Et le wingfoil dans tout ça ?
Le texte vise le kite surfing (en italien, tavola ad aquilone). Il ne mentionne pas le wingfoil, pour une raison simple : il a été rédigé avant que la discipline n’existe. Une aile tenue à la main, sans lignes ni fenêtre de vol, n’est littéralement pas une planche tirée par un cerf-volant, et le même flou existe dans la plupart des cantons suisses.
Nous n’allons pas trancher à la place du canton. Le réflexe raisonnable est de traiter les zones fermées au kite comme des zones à éviter en wing, de rester loin des lignes de bateaux, et d’appeler le service cantonal de la navigation si vous comptez naviguer régulièrement dans un secteur sensible. Une réponse écrite vaut mieux qu’une interprétation.
Le Verbano : la tramontana le matin, l’inverna l’après-midi
Le lac Majeur fonctionne avec deux thermiques opposés, et c’est ce qui en fait un terrain intéressant : la journée offre deux créneaux au lieu d’un.
La tramontana s’installe pendant la nuit et descend des vallées, la Maggia et la Verzasca, vers le lac. Elle est déjà établie tôt le matin et perd sa force vers la fin de matinée. C’est un vent de terre : il souffle du nord, donc offshore sur la rive tessinoise, avec tout ce que cela implique en termes de sécurité.
L’inverna prend le relais. Ce thermique remonte du sud, depuis le bas du lac côté lombard, se met en place en début d’après-midi et tient généralement jusqu’en fin d’après-midi. C’est le vent des vélistes locaux, régulier plutôt que puissant, et c’est celui sur lequel il faut caler une session.
Le Ceresio : la breva, et pas grand-chose d’autre
Le lac de Lugano est plus encaissé, plus tortueux, et son régime est plus simple : la breva, thermique de sud qui s’installe l’après-midi par temps stable, l’équivalent local de l’inverna. Sur un lac aussi découpé, le vent tourne avec les reliefs et les zones abritées sont nombreuses. Ajoutez à cela les interdictions du golfe de Lugano et de Ponte Tresa, et le Ceresio devient un lac de repli plus qu’une destination principale.
Quel matériel pour des thermiques de lac
Tramontana, inverna et breva ont un point commun : ce sont des brises thermiques, pas des dépressions.

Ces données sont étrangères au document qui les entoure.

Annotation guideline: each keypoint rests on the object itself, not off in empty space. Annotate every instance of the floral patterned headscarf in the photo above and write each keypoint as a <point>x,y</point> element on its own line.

Elles sont régulières et rarement violentes. Concrètement, cela veut dire du grand volume et de la portance.
En wingfoil, c’est le terrain des front wings à fort allongement et grande surface, montés sur un mât qui ne cavite pas quand vous cherchez à tenir dans les molles. En kite, les tailles au-dessus de ce que vous prenez sur le Léman en automne. Et dans les deux cas, une planche qui pardonne au démarrage : sur une brise de lac, le décollage se joue à un ou deux nœuds près.
Si vous hésitez sur une taille de foil ou une surface d’aile pour ce type de plan d’eau, écrivez-nous : nous naviguons sur les mêmes brises à Neuchâtel et nous connaissons le comportement du matériel dans le léger.
La saison tessinoise
L’atout du Tessin n’est pas la force du vent, c’est la durée de la saison. Le sud des Alpes reste praticable au printemps et à l’automne quand le Plateau est sous le stratus, et l’eau y est plus tempérée. C’est le plan B des week-ends de mauvais temps au nord : pendant que le Léman est gris et sans air, le Verbano tourne souvent avec l’inverna.
Une dernière chose : les règles citées ici proviennent du règlement cantonal en vigueur, mais un règlement se modifie. Avant une première session dans un secteur que vous ne connaissez pas, vérifiez auprès du service de la navigation du canton du Tessin. Sur le lac de Morat, une amende de 150 francs pour kitesurf en zone fermée a été confirmée jusqu’au Tribunal fédéral après quatre ans de procédure. Les zones d’exclusion sont opposables.